- Poster
- Directed by: Susumu Hani
- Written by: Susumu Hani
- Based on: Bad Boys by Aiko Jinushi
- Starring: Yukio Yamada; Hirokazu Yoshitake; Koichiro Yamazaki; Yasuo Kurokawa; Masayuki Itō; Katsuhiro Segawa; Chieko Wada;
- Cinematography: Mitsuji Kanau
- Music by: Toru Takemitsu
- Production company: Iwanami Productions
- Release date: 29 March 1961;
- Running time: 89 minutes
- Country: Japan
- Language: Japanese
- Budget: $16,000

= Bad Boys (1961 film) =

1961 film

Bad Boys (不良少年, Furyō Shōnen) is a 1961 Japanese pseudo-documentary drama film about juvenile delinquents, written and directed by Susumu Hani. It is based on the novel of the same name by Aiko Jinushi.

==Plot==
After his arrest for theft in a jewelry store, juvenile delinquent Asai is sent to a reform school. He is first assigned to the laundry group, where he is bullied by the group's reckless leaders, before he is allocated to a group of youths manufacturing furniture and experiences solidarity and team spirit. He befriends Debari, who was sentenced for repeated mugging with his gang and urges Asai to wise up and not end like him. Asai is eventually released, facing an uncertain future.

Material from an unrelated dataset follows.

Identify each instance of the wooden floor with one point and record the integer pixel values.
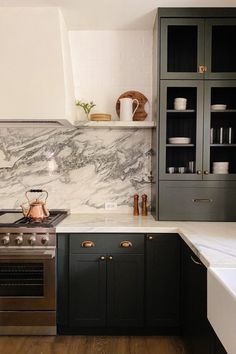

==Production and reception==
Since Hani had a background in documentaries, he shot Bad Boys, his first feature-length fiction film, in a documentary style, using "nonprofessional actors, black and white, hand-held cinematography, and location shooting." It has been considered one of the films to launch the Japanese New Wave.

A facility was used as the filming location.

==Awards==
Bad Boys was voted the best film of 1961 in the poll of film critics by Kinema Junpo. Hani was awarded the Directors Guild of Japan New Directors Award, and Toru Takemitsu received the Mainichi Film Award for Best Film Score for his work on Bad Boys and Mozu.